2.4. Glossary

2.4.1. English

Accuracy (error rate)

The rate of correct (incorrect) predictions made by the model over a data set (cf. coverage). Accuracy is usually estimated by using an independent test set that was not used at any time during the learning process. More complex accuracy estimation techniques, such as cross-validation and the bootstrap, are commonly used, especially with data sets containing a small number of instances.

Association learning

Techniques that find conjunctive implication rules of the form " $X$ and $Y$ implies $A$ and $B$ " (associations) that satisfy given criteria. The conventional association algorithms are sound and complete methods for finding all associations that satisfy criteria for minimum support (at least a specified fraction of the instances must satisfy both sides of the rule) and minimum confidence (at least a specified fraction of instances satisfying the left hand side, or antecedent, must satisfy the right hand side, or consequent).

Attribute (field, variable, feature)

A quantity describing an instance. An attribute has a domain defined by the attribute type, which denotes the values that can be taken by an attribute. The following domain types are common:

Categorical

A finite number of discrete values. The type nominal denotes that there is no ordering between the values, such as last names and colors. The type ordinal denotes that there is an ordering, such as in an attribute taking on the values low, medium, or high.

Continuous (quantitative)

Commonly, subset of real numbers, where there is a measurable difference between the possible values. Integers are usually treated as continuous in practical problems.

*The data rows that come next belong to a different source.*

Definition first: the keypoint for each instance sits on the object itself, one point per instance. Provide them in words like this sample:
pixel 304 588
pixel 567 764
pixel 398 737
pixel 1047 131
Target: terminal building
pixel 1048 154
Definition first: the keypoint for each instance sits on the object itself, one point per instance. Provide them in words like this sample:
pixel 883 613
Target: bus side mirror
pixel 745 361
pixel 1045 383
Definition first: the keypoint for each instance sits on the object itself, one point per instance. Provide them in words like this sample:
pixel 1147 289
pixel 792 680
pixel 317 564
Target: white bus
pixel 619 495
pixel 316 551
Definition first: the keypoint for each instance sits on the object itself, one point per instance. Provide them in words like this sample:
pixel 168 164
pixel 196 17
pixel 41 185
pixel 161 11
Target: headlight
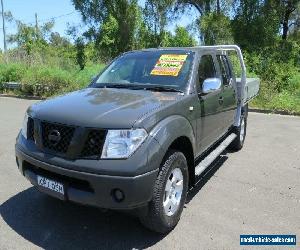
pixel 122 143
pixel 24 126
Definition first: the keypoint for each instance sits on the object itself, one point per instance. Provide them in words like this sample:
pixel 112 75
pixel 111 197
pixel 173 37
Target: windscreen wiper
pixel 163 89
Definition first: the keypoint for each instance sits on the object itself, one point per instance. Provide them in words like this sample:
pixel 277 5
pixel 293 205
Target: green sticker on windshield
pixel 168 65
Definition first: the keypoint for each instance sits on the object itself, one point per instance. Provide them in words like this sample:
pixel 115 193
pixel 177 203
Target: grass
pixel 45 81
pixel 287 100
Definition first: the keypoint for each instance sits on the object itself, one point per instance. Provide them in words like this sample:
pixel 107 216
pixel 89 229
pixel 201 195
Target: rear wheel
pixel 169 194
pixel 240 131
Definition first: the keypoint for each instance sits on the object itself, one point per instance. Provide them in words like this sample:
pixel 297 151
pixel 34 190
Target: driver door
pixel 209 121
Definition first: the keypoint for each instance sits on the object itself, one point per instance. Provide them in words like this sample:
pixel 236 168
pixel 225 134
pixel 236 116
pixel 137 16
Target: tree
pixel 122 14
pixel 288 7
pixel 28 36
pixel 58 41
pixel 155 14
pixel 181 38
pixel 216 29
pixel 80 55
pixel 256 23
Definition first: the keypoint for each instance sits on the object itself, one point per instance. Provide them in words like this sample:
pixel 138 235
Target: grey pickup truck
pixel 139 135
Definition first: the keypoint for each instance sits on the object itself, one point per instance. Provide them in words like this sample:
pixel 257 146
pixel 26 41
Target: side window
pixel 206 68
pixel 225 69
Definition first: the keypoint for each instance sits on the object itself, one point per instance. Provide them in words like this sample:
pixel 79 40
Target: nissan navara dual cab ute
pixel 140 133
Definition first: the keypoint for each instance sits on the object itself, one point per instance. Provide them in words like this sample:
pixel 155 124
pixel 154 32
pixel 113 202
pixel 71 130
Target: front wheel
pixel 169 194
pixel 240 131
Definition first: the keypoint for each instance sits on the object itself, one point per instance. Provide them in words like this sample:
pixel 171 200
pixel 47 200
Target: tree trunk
pixel 218 7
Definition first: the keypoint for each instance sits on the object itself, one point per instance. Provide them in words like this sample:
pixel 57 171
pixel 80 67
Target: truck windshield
pixel 160 70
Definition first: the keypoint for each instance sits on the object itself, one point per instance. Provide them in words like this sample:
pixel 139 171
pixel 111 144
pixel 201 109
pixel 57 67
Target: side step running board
pixel 214 154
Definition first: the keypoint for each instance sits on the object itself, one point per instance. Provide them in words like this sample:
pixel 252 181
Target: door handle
pixel 221 100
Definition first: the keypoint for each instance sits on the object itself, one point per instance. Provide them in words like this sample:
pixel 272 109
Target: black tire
pixel 156 218
pixel 241 131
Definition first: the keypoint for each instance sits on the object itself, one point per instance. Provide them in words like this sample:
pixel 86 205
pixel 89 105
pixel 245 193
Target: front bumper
pixel 89 188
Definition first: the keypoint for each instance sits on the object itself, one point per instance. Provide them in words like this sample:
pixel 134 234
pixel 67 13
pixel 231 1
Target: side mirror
pixel 93 78
pixel 211 85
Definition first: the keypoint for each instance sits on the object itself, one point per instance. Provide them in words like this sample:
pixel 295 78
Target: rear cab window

A feature is the specification of an attribute and its value. For example, color is an attribute. "Color is blue" is a feature of an example. Many transformations to the attribute set leave the feature set unchanged (for example, regrouping attribute values or transforming multi-valued attributes to binary attributes). Some authors use feature as a synonym for attribute (e.g., in feature-subset selection).

Classification

Process related to categorization, the process in which ideas and objects are recognized, differentiated, and understood.

Classifier

A mapping from unlabeled instances to (discrete) classes. Classifiers have a form (e.g., decision tree) plus an interpretation procedure (including how to handle unknowns, etc.). Some classifiers also provide probability estimates (scores), which can be threshold to yield a discrete class decision thereby taking into account a utility function.

Cluster

Group of loosely coupled objects that belongs to the same category

Confusion matrix

A matrix showing the predicted and actual classifications. A confusion matrix is of size $L x L$ , where L is the number of different label values. The following confusion matrix is for $L = 2$ :

actual / predicted	negative	positive
Negative	a	b
Positive	c	d

The following terms are defined for a two by two confusion matrix:

Accuracy: $(a + d) / (a + b + c + d)$
True positive rate (Recall, Sensitivity): $d / (c + d)$
True negative rate (Specificity): $a / (a + b)$
Precision: $d / (b + d)$
False positive rate: $b / (a + b)$
False negative rate: $c / (c + d)$

Coverage

The proportion of a data set for which a classifier makes a prediction. If a classifier does not classify all the instances, it may be important to know its performance on the set of cases for which it is "confident" enough to make a prediction.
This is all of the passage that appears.